Formulations of Hydrodynamic Force in the Transition Stage of the Water Entry of Linear Wedges with Constant and Varying Speeds

TL;DR

This paper develops a unified model for hydrodynamic forces during the transition stage of water entry of linear wedges, applicable to constant and varying speeds, aiding in the design of seaplane landings and hull slamming analysis.

Contribution

It introduces a new formulation of hydrodynamic forces in the transition stage based on similitude and added mass effects, extending existing models to varying impact speeds.

Findings

Formulation accurately predicts forces for deadrise angles 5° to 70°.

Hydrodynamic force in transition stage scales with maximum slamming force.

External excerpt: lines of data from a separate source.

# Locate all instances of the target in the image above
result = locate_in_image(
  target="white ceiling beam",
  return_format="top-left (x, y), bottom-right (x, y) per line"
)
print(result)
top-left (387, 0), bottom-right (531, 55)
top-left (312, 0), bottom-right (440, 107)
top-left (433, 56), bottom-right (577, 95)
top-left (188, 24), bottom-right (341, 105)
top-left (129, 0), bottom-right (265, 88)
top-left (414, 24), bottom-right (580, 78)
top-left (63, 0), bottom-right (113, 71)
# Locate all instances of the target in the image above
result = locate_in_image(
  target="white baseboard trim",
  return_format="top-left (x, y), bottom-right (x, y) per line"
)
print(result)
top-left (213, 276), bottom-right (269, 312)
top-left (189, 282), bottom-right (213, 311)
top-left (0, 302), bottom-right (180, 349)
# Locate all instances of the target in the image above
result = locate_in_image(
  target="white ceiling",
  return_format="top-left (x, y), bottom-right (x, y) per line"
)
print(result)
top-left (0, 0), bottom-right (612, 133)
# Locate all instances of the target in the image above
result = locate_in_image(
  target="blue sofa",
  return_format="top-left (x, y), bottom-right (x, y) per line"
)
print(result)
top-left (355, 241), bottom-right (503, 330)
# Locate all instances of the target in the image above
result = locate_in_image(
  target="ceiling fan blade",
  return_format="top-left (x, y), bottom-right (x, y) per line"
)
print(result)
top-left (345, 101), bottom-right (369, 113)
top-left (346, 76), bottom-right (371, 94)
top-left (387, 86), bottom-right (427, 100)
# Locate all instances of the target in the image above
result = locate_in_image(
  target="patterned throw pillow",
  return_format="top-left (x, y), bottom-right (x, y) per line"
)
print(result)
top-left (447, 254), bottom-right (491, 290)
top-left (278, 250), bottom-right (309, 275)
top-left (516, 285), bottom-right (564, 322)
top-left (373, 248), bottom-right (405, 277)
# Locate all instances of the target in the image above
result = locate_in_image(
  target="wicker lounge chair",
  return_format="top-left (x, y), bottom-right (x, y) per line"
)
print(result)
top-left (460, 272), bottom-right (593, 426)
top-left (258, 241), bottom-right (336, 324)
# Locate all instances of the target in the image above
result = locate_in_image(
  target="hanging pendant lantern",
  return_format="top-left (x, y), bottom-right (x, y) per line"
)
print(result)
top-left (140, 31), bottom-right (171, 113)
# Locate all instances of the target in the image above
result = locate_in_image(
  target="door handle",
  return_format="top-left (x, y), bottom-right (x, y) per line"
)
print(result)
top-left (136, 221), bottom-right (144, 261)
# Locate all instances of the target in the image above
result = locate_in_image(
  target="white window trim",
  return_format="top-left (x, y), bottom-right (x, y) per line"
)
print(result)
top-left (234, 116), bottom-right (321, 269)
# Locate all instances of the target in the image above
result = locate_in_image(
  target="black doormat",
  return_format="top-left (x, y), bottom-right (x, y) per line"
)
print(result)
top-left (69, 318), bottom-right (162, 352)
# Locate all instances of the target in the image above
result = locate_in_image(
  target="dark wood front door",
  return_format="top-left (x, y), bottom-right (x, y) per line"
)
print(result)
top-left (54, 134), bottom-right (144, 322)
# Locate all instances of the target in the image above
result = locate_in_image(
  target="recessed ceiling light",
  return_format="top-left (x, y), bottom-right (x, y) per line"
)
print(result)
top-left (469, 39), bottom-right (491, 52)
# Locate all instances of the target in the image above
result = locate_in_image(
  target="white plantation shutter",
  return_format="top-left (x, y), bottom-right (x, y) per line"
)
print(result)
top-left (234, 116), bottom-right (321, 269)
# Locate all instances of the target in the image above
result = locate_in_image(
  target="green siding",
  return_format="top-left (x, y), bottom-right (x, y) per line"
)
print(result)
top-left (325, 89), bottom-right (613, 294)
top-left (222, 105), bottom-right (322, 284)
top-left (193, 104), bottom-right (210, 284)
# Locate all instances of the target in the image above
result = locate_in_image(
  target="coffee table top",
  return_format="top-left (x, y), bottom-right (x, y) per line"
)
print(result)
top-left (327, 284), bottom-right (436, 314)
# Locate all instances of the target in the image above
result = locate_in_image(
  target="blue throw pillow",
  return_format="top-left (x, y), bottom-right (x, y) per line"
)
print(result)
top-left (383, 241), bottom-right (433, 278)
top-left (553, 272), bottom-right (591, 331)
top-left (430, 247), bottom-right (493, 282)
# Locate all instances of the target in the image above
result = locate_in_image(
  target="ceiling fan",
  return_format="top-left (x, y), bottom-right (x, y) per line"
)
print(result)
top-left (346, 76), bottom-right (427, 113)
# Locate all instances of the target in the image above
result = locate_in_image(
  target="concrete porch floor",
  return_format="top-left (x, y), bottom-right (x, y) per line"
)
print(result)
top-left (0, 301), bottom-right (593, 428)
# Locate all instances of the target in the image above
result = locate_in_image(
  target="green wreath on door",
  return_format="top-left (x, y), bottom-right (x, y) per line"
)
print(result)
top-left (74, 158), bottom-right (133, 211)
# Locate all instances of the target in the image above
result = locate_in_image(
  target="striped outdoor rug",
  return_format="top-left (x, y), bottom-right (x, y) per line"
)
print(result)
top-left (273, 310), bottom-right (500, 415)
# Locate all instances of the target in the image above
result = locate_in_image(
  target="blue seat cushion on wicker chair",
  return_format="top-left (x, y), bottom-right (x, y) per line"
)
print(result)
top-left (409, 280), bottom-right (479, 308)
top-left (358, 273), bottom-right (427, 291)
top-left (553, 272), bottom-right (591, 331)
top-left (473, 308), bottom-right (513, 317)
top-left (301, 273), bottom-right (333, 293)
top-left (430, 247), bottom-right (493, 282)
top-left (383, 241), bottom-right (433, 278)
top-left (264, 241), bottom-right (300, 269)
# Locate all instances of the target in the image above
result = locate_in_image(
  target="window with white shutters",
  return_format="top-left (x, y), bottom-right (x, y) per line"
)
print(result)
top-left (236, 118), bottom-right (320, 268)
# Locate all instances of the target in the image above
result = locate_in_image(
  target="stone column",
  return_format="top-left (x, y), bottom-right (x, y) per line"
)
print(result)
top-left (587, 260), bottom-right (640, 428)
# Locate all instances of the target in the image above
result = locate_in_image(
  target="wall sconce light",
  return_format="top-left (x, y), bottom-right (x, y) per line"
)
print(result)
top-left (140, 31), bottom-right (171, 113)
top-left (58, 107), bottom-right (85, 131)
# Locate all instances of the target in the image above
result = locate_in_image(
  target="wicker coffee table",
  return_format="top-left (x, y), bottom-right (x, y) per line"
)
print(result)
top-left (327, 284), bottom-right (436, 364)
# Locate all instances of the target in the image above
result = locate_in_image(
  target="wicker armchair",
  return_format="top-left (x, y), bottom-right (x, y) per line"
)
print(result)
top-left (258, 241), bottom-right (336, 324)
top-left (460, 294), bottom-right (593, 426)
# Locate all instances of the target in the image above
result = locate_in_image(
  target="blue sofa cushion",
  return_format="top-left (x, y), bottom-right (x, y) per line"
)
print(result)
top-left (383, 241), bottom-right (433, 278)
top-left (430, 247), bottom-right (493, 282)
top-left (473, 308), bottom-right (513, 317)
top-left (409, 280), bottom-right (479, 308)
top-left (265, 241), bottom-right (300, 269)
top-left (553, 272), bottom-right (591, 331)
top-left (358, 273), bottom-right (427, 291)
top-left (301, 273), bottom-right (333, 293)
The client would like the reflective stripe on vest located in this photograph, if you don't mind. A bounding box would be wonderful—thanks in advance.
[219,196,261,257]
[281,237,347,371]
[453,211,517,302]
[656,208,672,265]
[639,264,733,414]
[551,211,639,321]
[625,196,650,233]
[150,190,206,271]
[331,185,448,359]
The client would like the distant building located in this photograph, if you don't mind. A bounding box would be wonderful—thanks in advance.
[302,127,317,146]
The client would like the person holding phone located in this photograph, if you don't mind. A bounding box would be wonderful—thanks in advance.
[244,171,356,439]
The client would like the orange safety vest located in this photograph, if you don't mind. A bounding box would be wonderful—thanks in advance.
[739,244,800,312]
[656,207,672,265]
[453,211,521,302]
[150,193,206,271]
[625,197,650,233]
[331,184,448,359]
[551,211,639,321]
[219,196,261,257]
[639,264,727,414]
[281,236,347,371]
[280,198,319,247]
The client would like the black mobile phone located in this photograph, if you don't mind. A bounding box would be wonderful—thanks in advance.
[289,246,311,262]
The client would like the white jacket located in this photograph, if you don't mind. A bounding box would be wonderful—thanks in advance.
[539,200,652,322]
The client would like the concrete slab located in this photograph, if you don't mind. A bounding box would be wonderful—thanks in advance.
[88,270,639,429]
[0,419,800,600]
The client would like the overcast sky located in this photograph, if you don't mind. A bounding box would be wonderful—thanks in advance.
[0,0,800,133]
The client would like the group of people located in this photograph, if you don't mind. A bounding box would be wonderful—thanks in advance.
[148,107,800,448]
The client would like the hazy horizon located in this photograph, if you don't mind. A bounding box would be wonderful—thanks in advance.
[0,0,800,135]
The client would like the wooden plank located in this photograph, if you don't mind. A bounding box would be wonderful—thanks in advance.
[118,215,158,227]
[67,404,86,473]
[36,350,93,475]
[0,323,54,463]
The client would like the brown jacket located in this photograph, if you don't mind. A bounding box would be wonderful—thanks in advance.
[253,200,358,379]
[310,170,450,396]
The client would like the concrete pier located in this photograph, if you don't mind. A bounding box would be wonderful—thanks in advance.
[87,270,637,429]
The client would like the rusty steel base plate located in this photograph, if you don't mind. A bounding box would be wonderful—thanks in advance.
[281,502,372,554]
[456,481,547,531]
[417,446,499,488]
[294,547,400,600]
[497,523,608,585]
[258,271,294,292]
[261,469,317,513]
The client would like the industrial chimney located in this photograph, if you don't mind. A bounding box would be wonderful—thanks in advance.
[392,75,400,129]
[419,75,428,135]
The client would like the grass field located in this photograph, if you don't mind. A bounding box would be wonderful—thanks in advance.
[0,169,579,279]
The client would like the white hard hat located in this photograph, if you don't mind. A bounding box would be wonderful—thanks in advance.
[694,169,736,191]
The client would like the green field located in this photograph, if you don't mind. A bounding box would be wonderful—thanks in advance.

Added mass coefficient increases by 27.13% during acceleration effects.

Abstract

There is an increasing need to develop a two-dimensional (2D) water entry model including the slamming and transition stages for the 2.5-dimensional (2.5D) method being used on the take-off and water landing of seaplanes, and for the strip theory or 2D+t theory being used on the hull slamming. Motivated by that, this paper numerically studies the transition stage of the water entry of a linear wedge with constant and varying speeds, with assumptions that the fluid is incompressible, inviscid and with negligible effects of gravity and surface tension, and the flow is irrotational. For the constant speed impact, the similitude of the declining forces of different deadrise angles in the transition stage are found by scaling the difference between the maximum values in the slamming stage and the results of steady supercavitating flow. The formulation of the hydrodynamic force is conducted based on the similitude of the declining forces in the transition stage together with the linear increasing results in the slamming stage. For the varying speed impact, the hydrodynamic force caused by the acceleration effect in the transition stage is formulated by an added mass coefficient with an averaged increase of 27.13% compared with that of slamming stage. Finally, a general expression of the hydrodynamic forces in both the slamming and transition stages is thus proposed and has good predictions in the ranges of deadrise angles from 5 deg to 70 deg for both the constant and varying speed impacts.